It Is Now Easier To Deport Survivors of Domestic Abuse and Trafficking

By Ayana Byrd Nov 20, 2018

Beginning today, the federal government can launch deportation proceedings against survivors of domestic violence, crime or trafficking if their visa petitions have been denied.

This is a follow-up to a policy change that was announced in June. The change gave U.S. Citizenship and Immigration Services (USCIS) broader powers in issuing a Notice to Appear (NTA), a document that orders an immigrant to appear before a judge to begin deportation proceedings.

According to an update USCIS released earlier this month, people seeking protection under the Violence Against Women Act (VAWA), “could be more easily placed in deportation proceedings if their applications are denied and they do not have an underlying legal status,” reported Mother Jones yesterday (November 19).

In addition to the new policy, people who are victims of domestic violence also face dangerously long wait times in having their visa applications processed.

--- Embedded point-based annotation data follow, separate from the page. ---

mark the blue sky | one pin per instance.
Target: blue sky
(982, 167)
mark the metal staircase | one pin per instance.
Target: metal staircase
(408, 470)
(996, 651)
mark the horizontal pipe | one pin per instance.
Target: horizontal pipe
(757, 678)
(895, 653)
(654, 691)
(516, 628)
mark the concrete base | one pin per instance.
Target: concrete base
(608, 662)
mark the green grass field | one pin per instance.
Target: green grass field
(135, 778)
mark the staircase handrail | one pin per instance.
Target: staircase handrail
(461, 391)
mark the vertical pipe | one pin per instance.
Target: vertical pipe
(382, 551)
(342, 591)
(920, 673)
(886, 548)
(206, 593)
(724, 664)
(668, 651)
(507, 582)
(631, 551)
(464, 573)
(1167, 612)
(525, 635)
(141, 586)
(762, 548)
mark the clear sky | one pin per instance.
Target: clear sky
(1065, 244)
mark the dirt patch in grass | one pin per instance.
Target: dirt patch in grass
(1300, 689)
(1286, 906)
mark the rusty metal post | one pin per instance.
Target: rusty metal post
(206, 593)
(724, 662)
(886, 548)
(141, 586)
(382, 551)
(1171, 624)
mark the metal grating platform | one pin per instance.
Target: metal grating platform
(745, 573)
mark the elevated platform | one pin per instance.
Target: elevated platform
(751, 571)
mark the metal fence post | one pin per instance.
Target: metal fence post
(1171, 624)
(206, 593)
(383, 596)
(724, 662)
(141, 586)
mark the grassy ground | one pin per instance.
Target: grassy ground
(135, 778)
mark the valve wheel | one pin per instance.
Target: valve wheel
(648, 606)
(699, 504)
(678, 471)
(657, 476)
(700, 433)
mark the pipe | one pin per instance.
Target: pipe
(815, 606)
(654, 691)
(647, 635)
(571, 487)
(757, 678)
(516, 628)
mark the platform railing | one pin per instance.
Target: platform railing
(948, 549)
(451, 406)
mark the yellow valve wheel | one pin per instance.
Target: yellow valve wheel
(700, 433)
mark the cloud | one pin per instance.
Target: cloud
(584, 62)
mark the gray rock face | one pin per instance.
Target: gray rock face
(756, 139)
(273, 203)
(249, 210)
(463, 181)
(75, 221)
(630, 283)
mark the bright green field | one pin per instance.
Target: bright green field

According to the USCIS website, “As a battered spouse, child or parent, you may file an immigrant visa petition under the Immigration and Nationality Act (INA), as amended by the Violence Against Women Act (VAWA).”

Form I-360 lets survivors file a petition without the abuser’s knowledge. “This allows victims to seek both safety and independence from their abuser, who is not notified about the filing,” reads the website.

The processing time for this petition was 4.8 months in 2016. It is now 16 to 20.5 months, according to USCIS. Suzanne Tomatore, an attorney at the New York City Bar Justice Center’s Immigrant Justice Project, told that this timeline is “insane.”

The news site follows one woman’s story to show what can happen as a result of extended processing times:


When Mayela Sanchez Miles finally fled her abusive marriage toward the end of 2016, she pinned all her hopes on filing for a green card through the Violence Against Women Act. But she had to wait over 16 months for her paperwork to process. Unable to work legally, she was trapped in a sort of immigration limbo dependent on friends and her local Houston church.


“It was so hard,” said Miles, swallowing tears. “Breaking from him, standing alone with my pain, my trauma, my four children, not able to work. I thought we would be on the street.”

According to, 11,326 VAWA I-360 petitions were received in the 2017 fiscal year. About a third were approved, while approximately 18 percent were denied. “A whopping 13,195 petitions, or about 116 percent of those received in the entire year, were pending,” the site reports.

USCIS says that if a petition is denied, the survivor will receive “adequate notice” through a letter and will not face immediate deportation. An agency spokesperson told Mother Jones that all filers have the opportunity to appeal the decision.

“In effect, USCIS could throw survivors of domestic violence and human trafficking into deportation proceedings for the very act of seeking protection from their abusers and captors,” Jason Boyd, policy counsel at the American Immigration Lawyers Association, told Mother Jones. “It’s a morally reprehensible policy. Without question, this policy will deter survivors of human trafficking, domestic abuse, sexual assault and other horrific crimes from coming forward.”